I’m probably going to try throwing Halls in DPRC‘s 50mm outrunners in order to truly test this hypothesis under load.

Of course, now I also really want to start selling these sensor holders and boards. Perhaps that will be a product line parallel to RageBridge

Seeds for your melon

In conclusion,

Why should I go to the length of adding sensors to my motor to use this feature?

Most commercial sensorless motor controllers usually fail at zero and low speed because they depend on having a voltage feedback from the motors to determine rotor position, only possible with continuous motor motion. This means you have to be moving before you can move. While this is okay for, say, scooters and bikes because it is totally reasonable to push off with a foot before hitting the throttle, the same is not true of go-karts, robots, wheelchairs, etc. which you cannot really push off without compromising the function of the vehicle. These MUST have a “zero speed” torque on demand.

What should the motor and sensor arrangement be?

The sensors should be spaced 120 or 60 electrical-degrees (both industry standards), mostly because they divide equally into 360 degrees. Incorrect spacing will probably just result in the controller bailing out to sensorless mode anyway. The way to tell is if the motor has very little startup torque or just twitches helplessly. One sensor should be aligned with 1 slot between the windings on the stator and the controller will be able to figure out the rest. This is true for a standard 12-tooth stator with fractional magnet to slot ratio, anyway – other motors are currently not determined. If the sensor is not aligned with the slot, the startup and switchover transition become rough and rougher with positioning error.

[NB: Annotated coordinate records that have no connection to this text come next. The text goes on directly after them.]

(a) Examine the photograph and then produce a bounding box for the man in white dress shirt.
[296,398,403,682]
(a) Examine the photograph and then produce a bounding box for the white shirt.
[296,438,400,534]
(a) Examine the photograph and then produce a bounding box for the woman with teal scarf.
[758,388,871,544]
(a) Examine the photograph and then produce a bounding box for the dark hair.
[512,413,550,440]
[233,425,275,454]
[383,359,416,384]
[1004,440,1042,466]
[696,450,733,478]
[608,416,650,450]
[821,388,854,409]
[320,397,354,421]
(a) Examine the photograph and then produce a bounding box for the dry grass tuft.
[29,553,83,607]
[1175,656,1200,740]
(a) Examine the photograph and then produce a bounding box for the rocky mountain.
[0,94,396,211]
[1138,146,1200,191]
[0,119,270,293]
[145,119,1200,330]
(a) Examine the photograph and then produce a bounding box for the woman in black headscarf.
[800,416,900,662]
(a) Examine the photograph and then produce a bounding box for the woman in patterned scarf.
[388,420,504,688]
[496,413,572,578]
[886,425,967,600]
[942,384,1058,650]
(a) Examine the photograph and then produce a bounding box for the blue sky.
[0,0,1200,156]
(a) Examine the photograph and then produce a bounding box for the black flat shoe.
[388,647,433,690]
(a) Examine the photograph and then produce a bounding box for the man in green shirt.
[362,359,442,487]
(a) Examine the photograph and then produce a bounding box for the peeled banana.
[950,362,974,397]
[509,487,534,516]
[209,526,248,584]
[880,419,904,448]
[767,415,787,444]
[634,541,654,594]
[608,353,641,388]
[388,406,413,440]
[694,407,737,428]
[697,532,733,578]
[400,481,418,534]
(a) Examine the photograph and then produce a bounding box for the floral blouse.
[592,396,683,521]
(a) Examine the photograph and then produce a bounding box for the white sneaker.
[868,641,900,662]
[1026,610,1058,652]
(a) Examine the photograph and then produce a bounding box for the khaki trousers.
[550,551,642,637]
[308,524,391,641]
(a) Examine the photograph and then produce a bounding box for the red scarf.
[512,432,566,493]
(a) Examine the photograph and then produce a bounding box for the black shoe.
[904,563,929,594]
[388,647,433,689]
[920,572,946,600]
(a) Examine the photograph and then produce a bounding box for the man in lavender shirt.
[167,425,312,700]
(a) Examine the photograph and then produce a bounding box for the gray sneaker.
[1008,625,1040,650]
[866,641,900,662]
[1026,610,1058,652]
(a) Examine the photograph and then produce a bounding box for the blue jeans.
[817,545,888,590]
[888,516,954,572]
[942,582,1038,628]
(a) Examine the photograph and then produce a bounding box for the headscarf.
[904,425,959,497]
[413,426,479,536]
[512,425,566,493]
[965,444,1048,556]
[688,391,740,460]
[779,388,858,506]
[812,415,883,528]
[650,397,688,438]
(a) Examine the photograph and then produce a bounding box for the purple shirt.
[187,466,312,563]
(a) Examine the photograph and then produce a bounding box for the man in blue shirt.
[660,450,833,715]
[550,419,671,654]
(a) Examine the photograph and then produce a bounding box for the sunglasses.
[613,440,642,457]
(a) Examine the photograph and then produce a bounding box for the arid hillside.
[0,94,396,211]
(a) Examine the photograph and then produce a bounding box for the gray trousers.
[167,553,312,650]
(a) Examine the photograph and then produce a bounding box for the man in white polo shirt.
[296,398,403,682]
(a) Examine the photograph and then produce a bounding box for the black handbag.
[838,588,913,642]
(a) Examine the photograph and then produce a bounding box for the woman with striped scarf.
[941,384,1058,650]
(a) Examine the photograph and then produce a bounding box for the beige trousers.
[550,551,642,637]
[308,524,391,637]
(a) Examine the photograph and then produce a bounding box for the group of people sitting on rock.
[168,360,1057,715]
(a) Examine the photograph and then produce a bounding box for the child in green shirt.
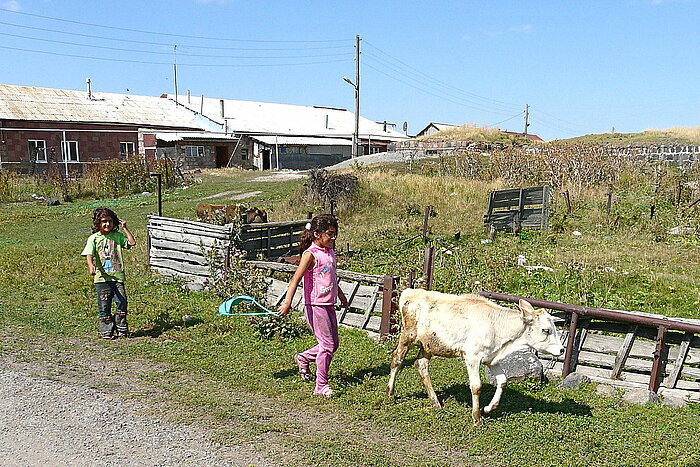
[82,208,136,339]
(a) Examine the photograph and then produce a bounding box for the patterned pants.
[95,282,129,337]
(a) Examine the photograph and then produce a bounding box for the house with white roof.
[168,94,407,169]
[0,81,230,173]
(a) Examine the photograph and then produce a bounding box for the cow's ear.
[518,299,537,323]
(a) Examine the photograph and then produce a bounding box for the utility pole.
[352,34,360,158]
[343,35,360,159]
[173,45,177,105]
[523,104,530,136]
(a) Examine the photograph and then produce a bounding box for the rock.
[622,389,659,405]
[661,396,688,409]
[595,384,617,397]
[559,371,591,389]
[182,282,204,292]
[486,350,544,385]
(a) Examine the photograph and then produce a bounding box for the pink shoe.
[294,354,313,381]
[314,386,335,397]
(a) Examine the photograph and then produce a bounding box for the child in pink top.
[279,214,348,397]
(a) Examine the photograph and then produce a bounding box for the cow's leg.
[484,364,506,414]
[386,332,413,396]
[416,347,442,409]
[464,358,482,425]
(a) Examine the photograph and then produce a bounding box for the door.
[216,146,229,168]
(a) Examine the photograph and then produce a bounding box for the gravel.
[0,369,271,466]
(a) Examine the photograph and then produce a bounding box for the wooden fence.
[147,215,308,281]
[484,186,549,232]
[248,261,399,338]
[480,292,700,402]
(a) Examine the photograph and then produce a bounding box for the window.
[29,139,46,162]
[119,141,134,156]
[185,146,204,157]
[61,141,80,162]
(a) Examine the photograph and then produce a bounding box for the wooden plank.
[151,248,208,266]
[248,261,384,285]
[610,325,639,379]
[150,229,230,247]
[151,258,209,277]
[666,332,693,388]
[148,215,233,236]
[148,224,231,240]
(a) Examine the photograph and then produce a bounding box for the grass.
[0,165,700,466]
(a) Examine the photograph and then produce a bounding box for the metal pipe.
[479,292,700,334]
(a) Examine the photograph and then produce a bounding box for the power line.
[0,32,352,59]
[0,8,347,44]
[0,20,348,51]
[367,42,520,108]
[0,45,347,68]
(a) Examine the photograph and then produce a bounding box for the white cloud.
[0,0,22,11]
[510,24,532,34]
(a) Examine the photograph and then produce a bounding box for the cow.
[195,203,267,224]
[387,289,564,425]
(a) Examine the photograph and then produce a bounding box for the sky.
[0,0,700,140]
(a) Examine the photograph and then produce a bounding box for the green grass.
[0,170,700,466]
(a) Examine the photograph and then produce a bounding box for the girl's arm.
[119,219,136,246]
[86,255,96,276]
[279,251,316,316]
[338,287,350,308]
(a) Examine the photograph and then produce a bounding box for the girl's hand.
[279,302,292,318]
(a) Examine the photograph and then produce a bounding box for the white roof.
[156,131,240,142]
[0,84,221,131]
[168,94,407,141]
[252,135,352,147]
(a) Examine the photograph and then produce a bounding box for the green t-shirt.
[82,232,131,282]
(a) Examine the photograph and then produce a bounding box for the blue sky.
[0,0,700,140]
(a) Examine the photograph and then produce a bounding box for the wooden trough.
[248,261,399,338]
[480,292,700,402]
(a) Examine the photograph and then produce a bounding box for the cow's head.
[518,300,564,356]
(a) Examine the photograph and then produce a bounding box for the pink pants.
[299,305,338,391]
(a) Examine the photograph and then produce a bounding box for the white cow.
[387,289,564,425]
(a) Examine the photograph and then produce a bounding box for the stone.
[182,282,204,292]
[622,388,659,405]
[595,384,617,397]
[486,350,544,385]
[661,396,688,409]
[559,371,591,389]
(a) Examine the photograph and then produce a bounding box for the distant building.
[0,82,407,173]
[0,83,224,172]
[169,95,407,169]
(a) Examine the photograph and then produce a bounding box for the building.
[169,94,407,169]
[0,80,226,173]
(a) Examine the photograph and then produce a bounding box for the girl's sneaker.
[314,386,335,397]
[294,354,313,381]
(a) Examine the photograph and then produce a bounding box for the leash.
[219,295,279,316]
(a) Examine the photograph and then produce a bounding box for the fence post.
[423,246,435,290]
[379,275,399,340]
[421,206,431,243]
[561,312,578,378]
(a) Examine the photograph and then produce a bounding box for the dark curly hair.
[299,214,338,254]
[92,208,119,233]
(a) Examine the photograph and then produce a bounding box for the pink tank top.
[304,243,338,305]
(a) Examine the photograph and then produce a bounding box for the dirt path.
[0,329,464,466]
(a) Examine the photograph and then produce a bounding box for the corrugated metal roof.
[156,131,240,142]
[252,136,352,147]
[0,84,221,130]
[168,94,407,141]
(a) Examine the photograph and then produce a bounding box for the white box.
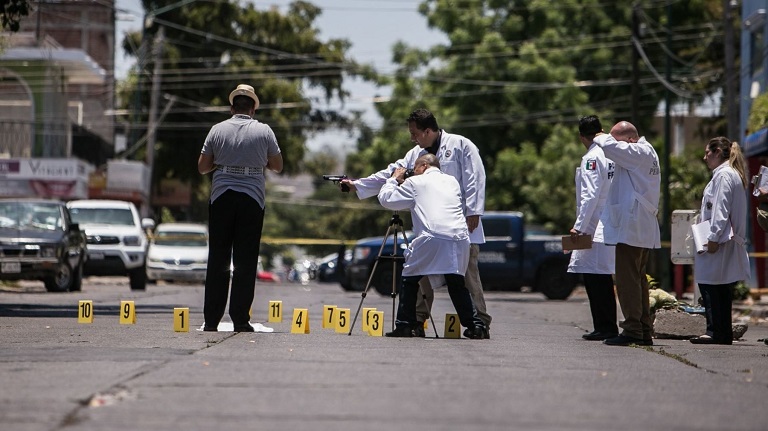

Is this really simpler than running a normal, all-sensor-commutated controller like a Kelly?

Oh hell yes. There is no more playing the keep-it-change-it-flip-it game with sensor vs. phase combinations.

So, simpler, and I believe potentially better. Hall sensors introduce significant timing lag at higher speeds, and the optimal sensor position also changes with speed and load. Having the sensors there only for startup solves the low end torque issue, while driving the motor sensorlessly at high speeds effectively means you drive the motor more according to how it wants to be driven at a given speed and current draw.

Note that your shady-ass generic Chinese e-bike controller may be different. I can only account for the controllers retailed by “bobzhangxu” on eBay at the moment. However,

That lead image. Be prepared for a massive Beyond Unboxing post in the next few days where I will attempt to catalog several different shady e-bike controllers and see which ones can perform this training routine! I literally went on eBay and bought 1 of every controller that was under $30 with free shipping or under $40 with shipping. There are 7 in total. The intention is to make an index like my copier motors spreadsheet.

2 thoughts on “How to Tame Your Shady Chinese e-Bike Controller: Self-Learn Hall Sensor Calibration Mode”

  1. Wow. This is ridiculously awesome, I can’t wait for the Beyond Unboxing post. Will it include testing for maximum electrical RPM?

  2. You’re doing a valuable service for the community. I commend you on that. There’s a lot of lore caught in the interwebz, so it’s nice to see some truth.